FXStreet (Barcelona) - Shaun Osborne, Chief FX Strategist at TD Securities, notes that the strong US Jobs and wages have boosted Fed rate hike expectations, further expecting USD’s gains to extend in the months ahead as markets await the rate lift-off.

Key Quotes

“Friday’s US Non-farm payroll data came in above expectations, with upward revisions to the back data (the strongest three-month gain in 17 years, according the Bloomberg) and with the added benefit of a meaningful push up in hourly earnings—a trifecta of developments which will be music to the ears of the FOMC. US yields pushed higher and the USD followed suit fairly quickly.”

“The onus is shifting to the data having make the case for the Fed not to move rates up in the next few months and investors will pay attention to wide/widening yield spreads in the USD’s favour, especially versus currencies where the central bank is easing or where rates are near zero.”

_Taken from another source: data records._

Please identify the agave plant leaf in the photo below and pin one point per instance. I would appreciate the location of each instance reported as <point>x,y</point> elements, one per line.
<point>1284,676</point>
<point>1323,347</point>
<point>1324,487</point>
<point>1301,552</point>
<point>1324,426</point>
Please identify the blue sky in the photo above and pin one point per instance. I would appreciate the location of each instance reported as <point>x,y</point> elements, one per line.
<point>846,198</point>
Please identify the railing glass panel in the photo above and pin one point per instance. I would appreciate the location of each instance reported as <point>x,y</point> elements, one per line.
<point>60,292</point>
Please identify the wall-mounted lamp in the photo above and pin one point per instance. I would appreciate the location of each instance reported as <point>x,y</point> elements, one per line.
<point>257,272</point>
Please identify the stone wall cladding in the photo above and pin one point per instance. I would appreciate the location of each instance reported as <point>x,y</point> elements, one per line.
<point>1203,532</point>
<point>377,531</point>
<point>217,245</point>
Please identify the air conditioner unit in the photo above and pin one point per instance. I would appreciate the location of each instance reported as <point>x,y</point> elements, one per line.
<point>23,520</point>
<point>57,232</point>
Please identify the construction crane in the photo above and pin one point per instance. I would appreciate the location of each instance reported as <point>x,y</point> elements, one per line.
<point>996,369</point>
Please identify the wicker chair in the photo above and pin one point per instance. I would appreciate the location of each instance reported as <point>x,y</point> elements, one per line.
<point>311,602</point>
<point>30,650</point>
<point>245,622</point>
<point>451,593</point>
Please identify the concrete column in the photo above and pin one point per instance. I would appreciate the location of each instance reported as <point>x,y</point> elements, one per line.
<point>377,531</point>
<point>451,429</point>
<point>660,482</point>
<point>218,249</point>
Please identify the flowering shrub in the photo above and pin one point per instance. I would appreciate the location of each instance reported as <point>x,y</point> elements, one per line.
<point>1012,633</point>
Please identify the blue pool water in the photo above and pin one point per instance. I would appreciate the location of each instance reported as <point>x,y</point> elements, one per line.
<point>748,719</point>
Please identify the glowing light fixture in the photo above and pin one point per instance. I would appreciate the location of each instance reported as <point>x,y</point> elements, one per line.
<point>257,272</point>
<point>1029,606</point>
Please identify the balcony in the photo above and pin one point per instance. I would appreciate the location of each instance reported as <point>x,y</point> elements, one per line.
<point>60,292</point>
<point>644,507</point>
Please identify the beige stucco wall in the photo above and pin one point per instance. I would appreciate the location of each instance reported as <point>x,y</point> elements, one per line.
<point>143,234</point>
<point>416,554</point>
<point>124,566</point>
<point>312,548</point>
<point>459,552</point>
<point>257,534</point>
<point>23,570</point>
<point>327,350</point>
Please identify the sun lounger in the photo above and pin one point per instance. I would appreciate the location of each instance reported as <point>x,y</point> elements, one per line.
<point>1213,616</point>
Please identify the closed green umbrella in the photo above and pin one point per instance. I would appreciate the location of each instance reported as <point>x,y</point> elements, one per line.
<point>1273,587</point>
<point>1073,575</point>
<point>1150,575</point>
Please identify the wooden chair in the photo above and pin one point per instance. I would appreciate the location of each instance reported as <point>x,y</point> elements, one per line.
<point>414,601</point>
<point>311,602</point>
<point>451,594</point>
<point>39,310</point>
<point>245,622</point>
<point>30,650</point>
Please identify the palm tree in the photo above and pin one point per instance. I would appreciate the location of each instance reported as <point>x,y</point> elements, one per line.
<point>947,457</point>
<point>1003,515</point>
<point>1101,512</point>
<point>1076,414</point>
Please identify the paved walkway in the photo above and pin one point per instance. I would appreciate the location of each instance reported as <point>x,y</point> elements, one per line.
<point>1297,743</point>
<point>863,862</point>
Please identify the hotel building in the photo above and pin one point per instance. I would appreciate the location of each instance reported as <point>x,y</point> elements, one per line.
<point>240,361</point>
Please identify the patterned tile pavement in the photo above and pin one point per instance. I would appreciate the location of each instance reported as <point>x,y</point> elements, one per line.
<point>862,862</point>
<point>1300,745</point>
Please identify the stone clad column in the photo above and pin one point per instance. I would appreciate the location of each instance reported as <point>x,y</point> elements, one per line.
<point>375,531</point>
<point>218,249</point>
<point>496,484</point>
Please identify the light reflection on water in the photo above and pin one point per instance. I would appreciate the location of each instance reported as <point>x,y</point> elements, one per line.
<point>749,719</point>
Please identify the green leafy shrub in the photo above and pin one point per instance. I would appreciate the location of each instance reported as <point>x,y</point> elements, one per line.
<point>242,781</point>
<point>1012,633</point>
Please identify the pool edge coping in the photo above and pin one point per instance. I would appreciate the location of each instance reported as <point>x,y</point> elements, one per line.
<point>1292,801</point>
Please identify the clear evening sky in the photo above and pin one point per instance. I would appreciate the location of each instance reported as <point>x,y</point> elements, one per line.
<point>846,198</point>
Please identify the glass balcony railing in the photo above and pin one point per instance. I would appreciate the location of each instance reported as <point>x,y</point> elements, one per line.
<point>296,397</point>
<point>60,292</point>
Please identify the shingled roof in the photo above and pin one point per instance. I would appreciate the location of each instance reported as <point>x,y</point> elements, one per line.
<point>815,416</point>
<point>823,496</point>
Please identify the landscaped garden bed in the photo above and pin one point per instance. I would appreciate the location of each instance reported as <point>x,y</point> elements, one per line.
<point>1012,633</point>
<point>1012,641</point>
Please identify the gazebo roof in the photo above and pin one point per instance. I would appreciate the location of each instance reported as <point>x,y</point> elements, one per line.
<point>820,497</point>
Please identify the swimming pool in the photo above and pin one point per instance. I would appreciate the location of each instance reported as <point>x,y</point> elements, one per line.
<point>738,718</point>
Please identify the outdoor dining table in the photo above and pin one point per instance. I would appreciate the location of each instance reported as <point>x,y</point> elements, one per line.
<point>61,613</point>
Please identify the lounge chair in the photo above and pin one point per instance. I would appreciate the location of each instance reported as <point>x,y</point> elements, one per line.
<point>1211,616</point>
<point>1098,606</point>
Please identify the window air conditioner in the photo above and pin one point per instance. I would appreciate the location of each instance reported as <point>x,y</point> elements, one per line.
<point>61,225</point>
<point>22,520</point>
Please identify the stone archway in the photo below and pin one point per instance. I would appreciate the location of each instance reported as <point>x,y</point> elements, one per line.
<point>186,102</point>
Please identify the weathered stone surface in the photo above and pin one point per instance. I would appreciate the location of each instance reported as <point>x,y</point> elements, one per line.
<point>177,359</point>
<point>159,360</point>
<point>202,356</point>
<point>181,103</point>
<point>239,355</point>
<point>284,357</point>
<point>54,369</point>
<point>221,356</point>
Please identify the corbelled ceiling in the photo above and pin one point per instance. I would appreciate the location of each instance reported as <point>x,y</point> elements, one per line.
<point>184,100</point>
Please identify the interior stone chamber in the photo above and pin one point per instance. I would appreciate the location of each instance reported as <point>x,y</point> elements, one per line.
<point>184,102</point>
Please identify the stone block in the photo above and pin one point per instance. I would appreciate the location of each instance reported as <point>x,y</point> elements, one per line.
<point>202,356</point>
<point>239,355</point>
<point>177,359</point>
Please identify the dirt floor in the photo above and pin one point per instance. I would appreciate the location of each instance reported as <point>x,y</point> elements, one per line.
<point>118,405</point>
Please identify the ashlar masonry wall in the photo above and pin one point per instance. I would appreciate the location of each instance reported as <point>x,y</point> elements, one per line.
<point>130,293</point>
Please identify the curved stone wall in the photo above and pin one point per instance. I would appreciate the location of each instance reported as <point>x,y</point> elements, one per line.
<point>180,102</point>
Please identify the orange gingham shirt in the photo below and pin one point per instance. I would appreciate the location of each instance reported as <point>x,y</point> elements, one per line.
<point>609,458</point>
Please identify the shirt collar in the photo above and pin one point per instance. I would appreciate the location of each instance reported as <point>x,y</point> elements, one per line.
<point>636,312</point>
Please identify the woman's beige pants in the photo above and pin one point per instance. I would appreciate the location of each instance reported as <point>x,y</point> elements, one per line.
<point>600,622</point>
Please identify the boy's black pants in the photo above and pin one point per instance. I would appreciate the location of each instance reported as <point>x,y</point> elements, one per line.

“The USD swing higher should extend in the months ahead as the Fed nears rate lift off.”

“We look for the Fed to modify its communication strategy further in this vein in March (by dropping “patient” from its policy statement) and Fed Chair Yellen should stay on message with regard to rate lift off at the congressional testimony she is due to deliver before the end of the month (no date set yet).”

“US data disappointing through H1 (in the way that is has done every year since 2010) was perhaps the biggest risk in our near-term outlook for the markets; strong employment data suggests we might just skirt the “spring swoon/soft patch/polar vortex” issue this year.”

“Investors may have to recalibrate their own expectations regarding the likelihood of Fed rate increases occurring sooner rather than later.”